The User Interface for generative AI matters
Why the way customers encounter generative AI makes a real difference in adoption.
I was one of the very early adopters of DALL-E 2 before it was released to the public. However, I played with it and got bored very quickly. I haven’t been back too many times, it struck me as a powerful curiosity. When Stable Diffusion came out, it struck me as an even better delivery model (open source, local) and I played with it some as well (Stable diffusion requires more effort). At this point in the technology’s introduction, I’ve digested how powerful it is and how much of a game-changer generative AI will become (huuuge). But one thing stuck out from these early forays:
Sometimes when we tout new technology we are pretty sloppy about HOW to introduce it to an audience. I suspect the same thing plagues other instances of ‘generative AI’ like Github’s Co-Pilot and the Copy.ai and Jasper.ai products.
But first, let us briefly examine why I was bored with DALL-E 2. First I entered text to generate a new image.
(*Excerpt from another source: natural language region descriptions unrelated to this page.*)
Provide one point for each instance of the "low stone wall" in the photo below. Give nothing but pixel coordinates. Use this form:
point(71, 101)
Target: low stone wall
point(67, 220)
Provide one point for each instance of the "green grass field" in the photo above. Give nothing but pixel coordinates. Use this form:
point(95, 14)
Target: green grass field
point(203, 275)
The wait for image generation was long - the wait state shown was ok but nothing that really calmed me down while I waited
The image created was usually not what I had in my head (can’t blame Dall-E, it's not a mind reader). So I needed to adjust either the generative words. Or the image
Alas, there is no real help in how adjusting the words can be better. For example, real-time previews of what new descriptions could look like before I generate the sought image. Or even basic suggestions on how to change my own input description.
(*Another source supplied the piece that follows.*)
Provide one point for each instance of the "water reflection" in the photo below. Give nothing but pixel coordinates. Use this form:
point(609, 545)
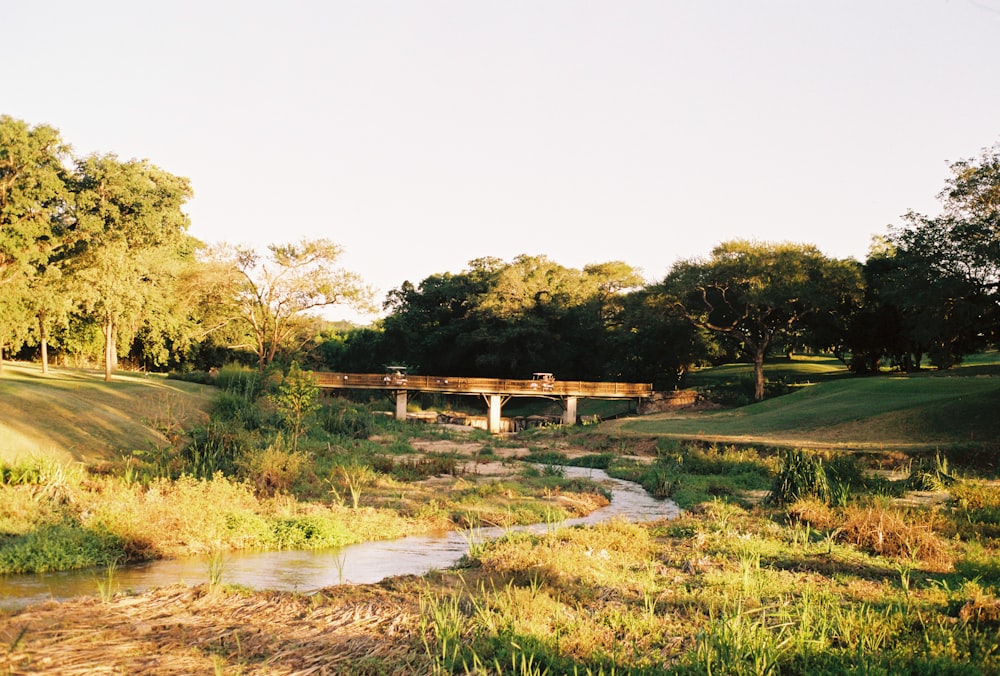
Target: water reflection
point(308, 571)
And no image adjustment tools. What if it got it mostly right and I just needed to adjust 1 little thing? I was forced to take it all or leave it.
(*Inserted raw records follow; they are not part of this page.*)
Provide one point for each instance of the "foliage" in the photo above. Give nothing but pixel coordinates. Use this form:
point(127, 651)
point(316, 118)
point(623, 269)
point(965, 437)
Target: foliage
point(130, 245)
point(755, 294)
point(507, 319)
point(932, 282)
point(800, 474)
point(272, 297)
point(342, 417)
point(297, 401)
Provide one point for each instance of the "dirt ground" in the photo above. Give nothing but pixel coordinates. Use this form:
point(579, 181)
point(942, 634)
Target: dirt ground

And this was all in the first 5 minutes of use!
These are all basic usability issues that were ignored to get this amazing new tool out. But being amazing wasn’t enough. The lack of usability killed my awe and my adoption.
The lesson here is: generative AI techniques are just technology. They don’t become a product until we can craft the right product experience around it to be usable by most people. This will make all the difference. The interface we use to do this will be a matter of judgment. Of research and trial and error.
This is why Chatgpt3 was such a success. The chatbot interface was very accessible. The chat history they added after, is even more amazing as a way to keep track of your evolving use of it. ChatGPt has been around for a while. But the interface made all the difference to mass adoption (as well as the free price point - but that’s a whole other story).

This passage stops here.